Mahjong is life
In riichi mahjong, every move you make is potentially fatal.
Every turn you must discard a tile, and every time you do so you risk another player immediately taking away all your points, ending the game and leaving you in last place. It doesn't matter how carefully you plan, how expertly you weigh the delicate balance of a slightly improved hand against the risk of losing it all, or how much time the four of you spent setting up the board, it could all be over in an instant, and you find yourself plummeting down the rankings again, wiping out the gains of maybe a dozen hard-fought games where you managed to mabye not win but at least not come last.
There are some rare situations where you can make a move that is guaranteed to be safe, but they are so far and few between that they are hardly worth considering. The only obvious situation is where you discard the same tile that the player before you has played; the other ones all include situations deep into the game where the majority of tiles have been discarded and one or more players have opened their hands, giving a little more information on what's going on.
Mahjong is what game theorists call a "game of incomplete information". Unlike something like chess, where everything happens out in the open, you start out knowing absolutely nothing about what kind of hand everyone is building. As the game unfolds and tiles are discarded, patterns become visible, plans are formed and abandoned, as the balance of potential risk and reward shifts and makes certain winning conditions more or less likely.
You will come to understand the true meaning of regret, as you confidently discard a tile that would have given you a high score but it needs another one, only one of which is left in the game, and what are the odds? Inevitably you will draw this very tile on your next turn.
The next game you may be sitting on the easiest wait in the world, with a hand full of yaku and several dora that only needs a 1, 4 or 7 to complete it, 11 of which are still in play, and you are in the east seat, so you call riichi, and... someone completes a lousy open tanyao for a lousy 1,000 points.
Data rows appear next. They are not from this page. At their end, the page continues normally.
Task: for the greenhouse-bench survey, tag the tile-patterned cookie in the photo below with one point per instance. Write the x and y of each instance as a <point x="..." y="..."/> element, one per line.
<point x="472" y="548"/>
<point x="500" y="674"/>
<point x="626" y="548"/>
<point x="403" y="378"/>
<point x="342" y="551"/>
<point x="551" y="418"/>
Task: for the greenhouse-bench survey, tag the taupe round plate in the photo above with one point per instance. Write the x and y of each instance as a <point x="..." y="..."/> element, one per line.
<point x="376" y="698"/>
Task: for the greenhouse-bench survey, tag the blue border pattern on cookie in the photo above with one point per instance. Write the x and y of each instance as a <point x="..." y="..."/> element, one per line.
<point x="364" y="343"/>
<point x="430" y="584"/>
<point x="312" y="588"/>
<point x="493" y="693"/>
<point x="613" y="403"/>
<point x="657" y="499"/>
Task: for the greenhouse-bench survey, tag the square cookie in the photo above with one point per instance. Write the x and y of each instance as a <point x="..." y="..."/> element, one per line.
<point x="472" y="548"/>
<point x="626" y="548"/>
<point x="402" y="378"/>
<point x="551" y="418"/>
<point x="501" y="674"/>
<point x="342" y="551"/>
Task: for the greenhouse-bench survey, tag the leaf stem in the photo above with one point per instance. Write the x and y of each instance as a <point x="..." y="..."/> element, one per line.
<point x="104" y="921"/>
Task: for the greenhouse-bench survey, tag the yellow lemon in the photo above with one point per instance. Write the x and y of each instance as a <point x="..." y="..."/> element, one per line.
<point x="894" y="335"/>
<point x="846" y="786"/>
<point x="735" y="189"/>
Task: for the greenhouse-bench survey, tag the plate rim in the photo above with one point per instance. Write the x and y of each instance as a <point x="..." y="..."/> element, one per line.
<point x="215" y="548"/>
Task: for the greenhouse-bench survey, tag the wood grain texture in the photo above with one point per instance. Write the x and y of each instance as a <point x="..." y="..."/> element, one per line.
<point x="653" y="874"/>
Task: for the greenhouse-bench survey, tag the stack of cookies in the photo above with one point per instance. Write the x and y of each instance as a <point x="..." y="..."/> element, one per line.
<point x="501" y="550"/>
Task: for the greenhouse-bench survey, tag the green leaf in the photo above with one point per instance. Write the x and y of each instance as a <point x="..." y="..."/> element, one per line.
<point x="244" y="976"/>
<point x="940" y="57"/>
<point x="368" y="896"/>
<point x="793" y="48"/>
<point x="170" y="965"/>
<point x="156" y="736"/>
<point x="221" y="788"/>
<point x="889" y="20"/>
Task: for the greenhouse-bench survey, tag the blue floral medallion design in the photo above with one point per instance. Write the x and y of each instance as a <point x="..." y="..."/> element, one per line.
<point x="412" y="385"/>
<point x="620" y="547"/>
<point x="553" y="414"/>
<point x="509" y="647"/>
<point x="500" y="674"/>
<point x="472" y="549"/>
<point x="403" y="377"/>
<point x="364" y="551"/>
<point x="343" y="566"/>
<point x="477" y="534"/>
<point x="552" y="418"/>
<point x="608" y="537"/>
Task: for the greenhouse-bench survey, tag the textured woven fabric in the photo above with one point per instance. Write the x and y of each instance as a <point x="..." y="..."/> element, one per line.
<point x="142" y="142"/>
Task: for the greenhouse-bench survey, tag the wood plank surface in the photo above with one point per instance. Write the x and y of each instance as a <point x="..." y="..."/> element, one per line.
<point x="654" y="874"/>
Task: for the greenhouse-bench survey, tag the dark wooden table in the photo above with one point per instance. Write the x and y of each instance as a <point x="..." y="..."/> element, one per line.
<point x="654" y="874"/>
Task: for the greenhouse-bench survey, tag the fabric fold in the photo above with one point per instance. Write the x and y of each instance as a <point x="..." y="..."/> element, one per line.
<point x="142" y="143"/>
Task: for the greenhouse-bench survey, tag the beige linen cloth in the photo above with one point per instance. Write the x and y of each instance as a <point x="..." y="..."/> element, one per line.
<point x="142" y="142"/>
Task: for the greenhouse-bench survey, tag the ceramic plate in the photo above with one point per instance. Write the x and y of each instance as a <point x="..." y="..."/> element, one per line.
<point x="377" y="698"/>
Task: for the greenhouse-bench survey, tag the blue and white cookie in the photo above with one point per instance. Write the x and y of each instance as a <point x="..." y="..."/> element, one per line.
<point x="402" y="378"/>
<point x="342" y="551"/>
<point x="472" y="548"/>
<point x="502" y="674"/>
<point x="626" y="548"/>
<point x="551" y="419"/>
If only you had known!
The first time you are in a south round and you realise that you have accidentally called pon on the east wind and you have no chance of completing a winning hand, the blood will run cold in your veins as you contemplate that the only thing you can do now is to pray for someone else to have even more terrible luck.
Be glad it is only a game.
(Sanma, the three player variant, is much, much worse. If a standard riichi hanchan is a four-way duel, sanma tonpuusen is more like Russian roulette.)